UHN scientists discover potential treatment for glaucoma

A Toronto-based research team has identified a new neuroprotective factor that has the potential to help people suffering from the common blinding disease glaucoma.

The team led by scientists at the Krembil Research Institute studied the different functions of cells in the retina and optic nerve. The team identified an unconventional signal – a unique lipid called LXB4 that protects these neurons against the harmful effects of glaucoma in preclinical models.

“This discovery provides hope that we can devise a new strategy for protecting the vision of glaucoma patients,” said principal investigator Dr. Jeremy Sivak, who holds the glaucoma research chair at the Donald K. Johnson Eye Institute at the University Health Network (UHN )and is associate professor at the University of Toronto School of Medicine.

The research team, which was led by Dr. Sivak and assisted by Dr. John Flanagan and Dr. Karsten Gronert of the University of California, Berkeley, published its findings today in a featured article in the Journal of Clinical Investigation.

“We found that this tiny lipid molecule is normally present in healthy eyes and acts as a neuroprotective signal,” said Sivak. “Healthy eyes produce LXB4, but in diseased eyes, its levels are reduced. We showed that by restoring LXB4 we can preserve injured nerve cells from dysfunction and death.”

Glaucoma is a progressive neurodegenerative disease of the optic nerve that is irreversible and can eventually lead to blindness. It affects more than 400,000 Canadians and 70 million people worldwide.

There is no known cure, and current treatments are limited to reducing eye pressure (a risk factor often associated with the disease). A method to preserve the survival of nerve cells is a major research and pharmaceutical goal for all neurodegenerative conditions.

“A particularly exciting part of this discovery is that we don’t think this effect is limited to glaucoma,” said Sivak. “This neuroprotection extends to the central nervous system and could be applicable to a host of other neurodegenerative diseases.”
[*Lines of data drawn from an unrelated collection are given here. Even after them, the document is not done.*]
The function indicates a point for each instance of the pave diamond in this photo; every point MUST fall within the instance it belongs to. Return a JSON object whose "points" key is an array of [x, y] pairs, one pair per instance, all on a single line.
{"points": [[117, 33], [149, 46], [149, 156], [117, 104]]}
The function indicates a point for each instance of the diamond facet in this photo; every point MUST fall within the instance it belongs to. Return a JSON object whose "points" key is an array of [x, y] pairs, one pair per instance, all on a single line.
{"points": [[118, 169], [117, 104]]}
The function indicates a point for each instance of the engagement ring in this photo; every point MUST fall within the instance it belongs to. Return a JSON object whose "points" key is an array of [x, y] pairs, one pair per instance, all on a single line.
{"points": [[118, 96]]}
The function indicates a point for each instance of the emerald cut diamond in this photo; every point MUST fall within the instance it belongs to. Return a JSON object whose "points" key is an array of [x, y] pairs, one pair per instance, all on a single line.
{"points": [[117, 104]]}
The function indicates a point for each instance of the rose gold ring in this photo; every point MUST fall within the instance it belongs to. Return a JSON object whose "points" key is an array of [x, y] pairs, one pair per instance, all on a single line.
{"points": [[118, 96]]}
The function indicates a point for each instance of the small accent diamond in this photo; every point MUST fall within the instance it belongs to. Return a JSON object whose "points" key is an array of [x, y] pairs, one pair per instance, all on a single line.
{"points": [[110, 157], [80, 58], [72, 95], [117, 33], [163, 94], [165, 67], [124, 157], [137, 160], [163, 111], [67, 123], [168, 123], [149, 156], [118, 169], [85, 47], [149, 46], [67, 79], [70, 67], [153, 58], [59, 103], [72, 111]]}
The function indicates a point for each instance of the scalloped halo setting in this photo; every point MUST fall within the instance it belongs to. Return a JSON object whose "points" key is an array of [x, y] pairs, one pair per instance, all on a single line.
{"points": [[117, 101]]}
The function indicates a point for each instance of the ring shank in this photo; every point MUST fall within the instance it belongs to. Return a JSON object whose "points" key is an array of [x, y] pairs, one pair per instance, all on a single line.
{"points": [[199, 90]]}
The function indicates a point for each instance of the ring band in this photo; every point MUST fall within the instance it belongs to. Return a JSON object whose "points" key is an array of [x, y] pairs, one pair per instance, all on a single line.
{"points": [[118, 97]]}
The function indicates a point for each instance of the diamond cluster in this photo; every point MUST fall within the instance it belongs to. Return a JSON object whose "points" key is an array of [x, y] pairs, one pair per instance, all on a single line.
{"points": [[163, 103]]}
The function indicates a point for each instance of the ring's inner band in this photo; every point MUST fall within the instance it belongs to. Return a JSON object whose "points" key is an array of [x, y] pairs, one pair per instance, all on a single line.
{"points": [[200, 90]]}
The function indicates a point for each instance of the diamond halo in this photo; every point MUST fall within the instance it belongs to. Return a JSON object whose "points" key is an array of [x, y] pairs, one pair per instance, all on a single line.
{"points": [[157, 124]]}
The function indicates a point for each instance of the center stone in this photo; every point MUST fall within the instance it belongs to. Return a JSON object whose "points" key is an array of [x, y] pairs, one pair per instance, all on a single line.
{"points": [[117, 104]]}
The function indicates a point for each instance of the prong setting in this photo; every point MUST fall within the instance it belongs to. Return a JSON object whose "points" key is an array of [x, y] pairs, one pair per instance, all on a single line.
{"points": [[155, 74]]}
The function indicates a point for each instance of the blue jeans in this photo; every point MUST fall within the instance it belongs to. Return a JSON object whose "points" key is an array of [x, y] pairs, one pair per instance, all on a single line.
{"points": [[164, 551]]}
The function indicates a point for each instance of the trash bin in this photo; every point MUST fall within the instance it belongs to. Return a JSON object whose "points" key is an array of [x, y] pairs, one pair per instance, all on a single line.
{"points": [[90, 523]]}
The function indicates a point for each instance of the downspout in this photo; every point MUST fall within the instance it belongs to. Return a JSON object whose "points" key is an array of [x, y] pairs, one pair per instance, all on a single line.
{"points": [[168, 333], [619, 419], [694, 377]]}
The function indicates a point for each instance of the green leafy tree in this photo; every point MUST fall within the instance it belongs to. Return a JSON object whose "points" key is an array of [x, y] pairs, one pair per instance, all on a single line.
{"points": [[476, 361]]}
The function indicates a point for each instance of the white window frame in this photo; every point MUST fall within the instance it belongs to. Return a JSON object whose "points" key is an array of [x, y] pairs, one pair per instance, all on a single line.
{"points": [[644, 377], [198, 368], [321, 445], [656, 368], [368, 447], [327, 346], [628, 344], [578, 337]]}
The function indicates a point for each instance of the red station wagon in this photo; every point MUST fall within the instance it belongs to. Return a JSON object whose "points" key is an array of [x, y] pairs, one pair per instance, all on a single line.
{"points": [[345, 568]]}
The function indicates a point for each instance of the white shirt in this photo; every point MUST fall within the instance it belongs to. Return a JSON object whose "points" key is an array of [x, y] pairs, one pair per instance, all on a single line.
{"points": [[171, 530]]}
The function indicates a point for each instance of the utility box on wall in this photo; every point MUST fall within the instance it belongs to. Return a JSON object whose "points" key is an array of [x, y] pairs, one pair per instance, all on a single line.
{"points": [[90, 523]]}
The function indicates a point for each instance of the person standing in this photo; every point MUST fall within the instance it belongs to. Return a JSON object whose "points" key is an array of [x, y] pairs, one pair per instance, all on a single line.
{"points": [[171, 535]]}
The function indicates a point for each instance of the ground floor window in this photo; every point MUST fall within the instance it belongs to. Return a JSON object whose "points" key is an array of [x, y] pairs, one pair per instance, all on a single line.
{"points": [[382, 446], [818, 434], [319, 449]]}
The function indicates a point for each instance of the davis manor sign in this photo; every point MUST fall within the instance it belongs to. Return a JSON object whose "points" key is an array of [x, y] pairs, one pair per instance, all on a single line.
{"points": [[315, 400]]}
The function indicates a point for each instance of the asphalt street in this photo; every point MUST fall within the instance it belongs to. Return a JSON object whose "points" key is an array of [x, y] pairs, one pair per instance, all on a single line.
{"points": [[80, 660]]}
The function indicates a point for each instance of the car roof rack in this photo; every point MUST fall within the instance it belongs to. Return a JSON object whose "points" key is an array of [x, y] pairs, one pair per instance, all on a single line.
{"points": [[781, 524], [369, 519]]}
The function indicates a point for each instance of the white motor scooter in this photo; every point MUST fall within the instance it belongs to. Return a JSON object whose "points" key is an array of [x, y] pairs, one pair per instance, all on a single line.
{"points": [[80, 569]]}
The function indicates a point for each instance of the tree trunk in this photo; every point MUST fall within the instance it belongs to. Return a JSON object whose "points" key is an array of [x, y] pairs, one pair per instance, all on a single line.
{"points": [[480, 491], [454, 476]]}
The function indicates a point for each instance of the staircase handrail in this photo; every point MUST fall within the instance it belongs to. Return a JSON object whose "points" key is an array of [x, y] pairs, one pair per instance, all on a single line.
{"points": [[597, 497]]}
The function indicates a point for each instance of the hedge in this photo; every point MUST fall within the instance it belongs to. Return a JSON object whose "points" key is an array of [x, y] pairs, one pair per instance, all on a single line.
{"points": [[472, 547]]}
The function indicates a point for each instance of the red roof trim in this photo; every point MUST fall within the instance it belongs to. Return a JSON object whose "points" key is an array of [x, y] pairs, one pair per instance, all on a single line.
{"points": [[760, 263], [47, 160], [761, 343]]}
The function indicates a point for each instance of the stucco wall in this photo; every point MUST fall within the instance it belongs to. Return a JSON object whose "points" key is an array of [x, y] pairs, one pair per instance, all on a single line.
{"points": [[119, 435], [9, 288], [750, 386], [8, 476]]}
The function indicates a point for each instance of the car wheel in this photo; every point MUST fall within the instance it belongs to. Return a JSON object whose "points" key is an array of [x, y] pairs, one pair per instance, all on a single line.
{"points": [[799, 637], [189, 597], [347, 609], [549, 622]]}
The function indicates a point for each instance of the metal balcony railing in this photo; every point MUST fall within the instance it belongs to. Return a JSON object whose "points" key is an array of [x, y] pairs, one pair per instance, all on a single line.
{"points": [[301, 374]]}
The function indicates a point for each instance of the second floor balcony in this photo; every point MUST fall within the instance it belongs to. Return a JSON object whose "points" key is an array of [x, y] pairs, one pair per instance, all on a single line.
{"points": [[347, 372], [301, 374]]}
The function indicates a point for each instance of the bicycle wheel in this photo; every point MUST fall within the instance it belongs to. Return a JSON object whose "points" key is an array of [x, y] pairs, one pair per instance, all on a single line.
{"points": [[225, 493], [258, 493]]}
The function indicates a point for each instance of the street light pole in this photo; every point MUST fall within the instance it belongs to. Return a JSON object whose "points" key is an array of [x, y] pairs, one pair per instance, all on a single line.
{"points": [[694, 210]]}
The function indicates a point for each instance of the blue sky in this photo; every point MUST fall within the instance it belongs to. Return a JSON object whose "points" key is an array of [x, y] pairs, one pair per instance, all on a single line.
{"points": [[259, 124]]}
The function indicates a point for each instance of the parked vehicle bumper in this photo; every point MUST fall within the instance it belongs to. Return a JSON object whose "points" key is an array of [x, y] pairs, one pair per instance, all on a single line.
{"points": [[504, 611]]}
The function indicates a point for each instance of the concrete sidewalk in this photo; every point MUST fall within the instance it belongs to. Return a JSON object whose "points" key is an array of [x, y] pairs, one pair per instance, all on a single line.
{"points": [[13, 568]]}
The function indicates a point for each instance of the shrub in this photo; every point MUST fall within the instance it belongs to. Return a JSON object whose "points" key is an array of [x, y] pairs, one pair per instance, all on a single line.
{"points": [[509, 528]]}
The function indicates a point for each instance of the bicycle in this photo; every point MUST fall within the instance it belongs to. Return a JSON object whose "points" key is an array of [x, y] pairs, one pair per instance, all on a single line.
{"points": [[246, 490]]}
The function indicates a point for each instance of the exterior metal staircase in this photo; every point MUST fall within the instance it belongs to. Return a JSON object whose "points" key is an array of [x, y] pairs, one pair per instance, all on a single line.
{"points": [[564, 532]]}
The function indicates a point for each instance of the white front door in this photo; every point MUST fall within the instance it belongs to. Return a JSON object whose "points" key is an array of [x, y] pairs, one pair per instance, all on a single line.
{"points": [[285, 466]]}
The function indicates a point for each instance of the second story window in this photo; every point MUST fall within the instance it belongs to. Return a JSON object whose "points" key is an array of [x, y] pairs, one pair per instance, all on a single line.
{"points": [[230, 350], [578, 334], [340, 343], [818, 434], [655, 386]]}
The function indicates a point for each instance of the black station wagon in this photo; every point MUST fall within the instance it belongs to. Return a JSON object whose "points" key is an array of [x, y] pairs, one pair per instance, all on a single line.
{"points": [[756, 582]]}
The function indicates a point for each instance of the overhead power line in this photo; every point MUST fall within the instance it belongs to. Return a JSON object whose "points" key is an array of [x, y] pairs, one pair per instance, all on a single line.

The team now plans to conduct further investigation of the mechanisms that underpin this signal in the eye and designing a practical method to activate it in the clinic. Researchers also plan to explore the potential application of this discovery to various other conditions, such as Alzheimer’s disease and Parkinson’s disease.

Funding for this study was provided by the Canadian Institutes for Health Research, The Natural Sciences and Engineering Research Council of Canada, the National Institutes of Health and the Toronto General and Western Hospital Foundation.